Following upon this recent letter to the Company’s Board of Directors, the Reporting Persons will continuously assess the Company’s Strategic Review, business, financial condition, results of operations and prospects, general economic conditions, the securities markets in general and the Common Stock in particular, other developments, other investment opportunities, and its current strategies to enhance and maximize shareholder value.
Depending on such assessments, the Reporting Persons may acquire additional Common Stock or may determine to sell or otherwise dispose of some or all of the Common Stock presently held the by Reporting Persons in the open market or in private transactions. Such actions will depend on a variety of factors, including, without limitation, current and anticipated future trading prices for the Common Stock, the financial condition, results of operations and prospects of the Company, alternative investment opportunities, general economic, financial market and industry conditions and other factors that the Reporting Persons may deem material to these investment decisions. The Reporting Persons reserve the right to change their intention with respect to any or all of the matters required to be disclosed in this Item 4.
Although the Reporting Persons had no plans or proposals at the time of the various purchases and do not have any particular plans or proposals at present, the Reporting Persons have conducted extensive informational discussions with other significant stockholders of the Company regarding the Strategic Review, the Accounts Receivables Adjustments and other recent events involving the Company, its leadership and future direction. The Reporting Persons have communicated with other significant stockholders of the Company their intention to monitor the Strategic Review with a view towards other potential courses of action regarding their investment in the Company, contingent upon the outcomes of the Strategic Review, with particular focus upon its business, direction and appointed and/or elected leadership.

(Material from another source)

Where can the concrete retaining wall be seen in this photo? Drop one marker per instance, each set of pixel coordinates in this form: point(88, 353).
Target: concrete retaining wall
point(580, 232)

The Reporting Persons intend to review their investment in the Company on a continuing basis and may further engage in communications with and/or express their views to and or/meet with management, the Company’s board of directors, one or more other shareholders, officers of the Company or third parties, including potential acquirers, service providers and financing sources, and/or formulate plans or proposals regarding the Company, its assets or its securities, and may take other steps seeking to bring about changes to increase shareholder value. Such proposals or positions may include one or more plans that relate to the Company’s business, management, capital structure and allocation, corporate governance, board composition and strategic alternatives and direction. During the course of such communications, the Reporting Persons may advocate or oppose one or more courses of action.
Item 5. Interest in Securities of the Issuer
(a) The Snyder Trust may be deemed to beneficially own 13,972,501 shares of Common Stock, representing approximately 9.3% of the outstanding shares of Common Stock. Mr. Snyder, as sole trustee of The Snyder Trust, may be deemed to beneficially own in the aggregate 13,972,501 shares of Common Stock, representing approximately 9.3% of the outstanding shares of Common Stock. These percentages are based on the 149,595,952 shares of Common Stock issued and outstanding on March 31, 2019, as reported in the Company’s Amendment No. 3 to Form40-F, filed on August 20, 2019.
(b) The Snyder Trust has sole voting and sole dispositive power with respect to 13,972,501 shares of Common Stock and shared voting and shared dispositive power with respect to no shares of Common Stock. Mr. Snyder, as sole trustee of The Snyder Trust, has sole voting and sole dispositive power with respect to 13,972,501 shares of Common Stock and shared voting and shared dispositive power with respect to no shares of Common Stock. Mr. Snyder disclaims beneficial ownership of the shares held of record by The Snyder Trust except to the extent of his pecuniary interest therein.